RLMs are SOTA on LongCoT

A few days ago I showed Sonnet 4.5 + dspy.RLM hitting 45.4% on LongCoT-Mini. Exciting results, but a bit pricey for my taste.

So I set out to see what might be possible with some very small models.

First, I wanted to run a 3x2 comparison matrix of doing LLM vs. RLM vs. DSPy.RLM for both Qwen 3 8B and the MIT OASYS RLM finetune.

I will need to save the full analysis for another day (I wasn’t really able to get the finetuned model working), but the meaningful result is that on LongCoT mini, DSPy.RLM can take Qwen 3 8B Instruct from literally 0/507 correct to 33/507 (6.5%). This would be #7 on the leaderboard, from an 8B model!

So my immediate next thought was: “what about Qwen 3.5 9B”? This hit 17.2% on LongCoT mini (3rd place), and was so cheap that I decided to run the full benchmark (all 2500 questions)! (Now using Together AI via OpenRouter, I don’t think their endpoint is quantized but I’m not 100% sure.)

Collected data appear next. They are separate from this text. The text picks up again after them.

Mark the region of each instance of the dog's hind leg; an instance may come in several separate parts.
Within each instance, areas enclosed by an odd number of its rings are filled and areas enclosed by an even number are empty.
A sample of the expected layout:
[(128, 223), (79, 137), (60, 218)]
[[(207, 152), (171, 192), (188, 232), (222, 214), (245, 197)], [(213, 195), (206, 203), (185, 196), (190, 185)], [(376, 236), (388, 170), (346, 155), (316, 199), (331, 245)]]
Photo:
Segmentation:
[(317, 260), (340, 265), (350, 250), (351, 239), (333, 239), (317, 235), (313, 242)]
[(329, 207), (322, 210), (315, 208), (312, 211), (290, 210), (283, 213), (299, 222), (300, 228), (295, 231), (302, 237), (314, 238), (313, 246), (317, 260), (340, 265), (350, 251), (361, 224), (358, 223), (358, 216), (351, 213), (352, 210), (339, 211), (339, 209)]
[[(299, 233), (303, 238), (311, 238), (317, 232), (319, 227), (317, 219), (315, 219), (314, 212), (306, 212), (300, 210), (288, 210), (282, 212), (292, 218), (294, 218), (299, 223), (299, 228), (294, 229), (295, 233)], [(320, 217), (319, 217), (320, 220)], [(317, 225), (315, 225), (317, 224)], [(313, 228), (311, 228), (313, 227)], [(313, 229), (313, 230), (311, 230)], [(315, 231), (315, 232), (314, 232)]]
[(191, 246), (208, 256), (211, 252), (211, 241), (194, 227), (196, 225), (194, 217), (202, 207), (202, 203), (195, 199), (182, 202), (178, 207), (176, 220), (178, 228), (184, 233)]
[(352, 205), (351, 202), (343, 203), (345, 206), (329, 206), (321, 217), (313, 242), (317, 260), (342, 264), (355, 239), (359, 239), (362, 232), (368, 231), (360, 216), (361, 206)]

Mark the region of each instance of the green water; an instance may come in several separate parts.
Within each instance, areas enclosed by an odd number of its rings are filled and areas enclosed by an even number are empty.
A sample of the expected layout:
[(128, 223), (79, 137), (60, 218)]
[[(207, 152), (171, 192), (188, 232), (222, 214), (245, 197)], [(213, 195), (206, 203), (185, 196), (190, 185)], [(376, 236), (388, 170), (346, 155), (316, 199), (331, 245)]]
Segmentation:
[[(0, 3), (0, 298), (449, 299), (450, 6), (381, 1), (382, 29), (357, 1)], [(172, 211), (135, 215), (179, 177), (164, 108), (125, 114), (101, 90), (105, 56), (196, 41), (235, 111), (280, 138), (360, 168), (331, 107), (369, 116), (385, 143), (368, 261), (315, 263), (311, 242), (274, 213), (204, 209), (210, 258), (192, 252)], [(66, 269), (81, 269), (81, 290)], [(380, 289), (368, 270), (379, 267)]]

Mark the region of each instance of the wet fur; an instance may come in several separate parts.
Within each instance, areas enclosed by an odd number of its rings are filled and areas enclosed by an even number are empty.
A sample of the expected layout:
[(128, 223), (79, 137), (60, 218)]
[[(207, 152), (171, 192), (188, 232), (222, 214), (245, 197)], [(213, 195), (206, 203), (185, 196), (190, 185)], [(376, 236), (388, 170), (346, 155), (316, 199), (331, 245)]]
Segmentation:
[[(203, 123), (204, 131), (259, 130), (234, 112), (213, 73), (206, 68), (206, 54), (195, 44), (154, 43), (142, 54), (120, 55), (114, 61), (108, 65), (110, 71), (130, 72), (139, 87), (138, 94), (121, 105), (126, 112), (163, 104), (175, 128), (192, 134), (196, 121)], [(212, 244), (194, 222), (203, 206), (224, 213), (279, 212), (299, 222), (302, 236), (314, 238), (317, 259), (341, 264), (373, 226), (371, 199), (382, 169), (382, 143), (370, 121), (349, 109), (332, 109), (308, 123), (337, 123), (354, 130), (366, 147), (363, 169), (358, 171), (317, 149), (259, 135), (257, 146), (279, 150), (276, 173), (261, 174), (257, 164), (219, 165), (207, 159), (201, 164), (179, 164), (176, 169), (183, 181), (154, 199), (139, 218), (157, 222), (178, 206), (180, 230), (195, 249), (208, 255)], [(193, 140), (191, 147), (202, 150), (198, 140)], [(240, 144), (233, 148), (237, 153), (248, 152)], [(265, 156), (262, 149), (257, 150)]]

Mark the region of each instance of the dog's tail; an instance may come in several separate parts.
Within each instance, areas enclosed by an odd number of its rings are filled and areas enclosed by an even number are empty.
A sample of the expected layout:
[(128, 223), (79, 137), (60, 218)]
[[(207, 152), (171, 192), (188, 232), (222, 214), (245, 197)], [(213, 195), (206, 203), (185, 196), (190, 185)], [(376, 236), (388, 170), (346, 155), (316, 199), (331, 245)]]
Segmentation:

Surprisingly, DSPy.RLM with Qwen 3.5 9B is comfortably SOTA on the full LongCoT at 15.69%, outdoing GPT 5.2 by ~1.6x.

Now I was having too much fun, so I had to run Qwen 3.5 27B (this time via Alibaba Cloud via OpenRouter)…and unsurprisingly, a new LongCoT full king is crowned at 22.18%.

I’m really excited to finally have a meaningful benchmark that can clearly demonstrate the power of RLMs. This clearly deserves a much longer writeup, which I hope to post soon! (And I’m now running Qwen 3.6 35B-A3B at the suggestion of many folks on X.)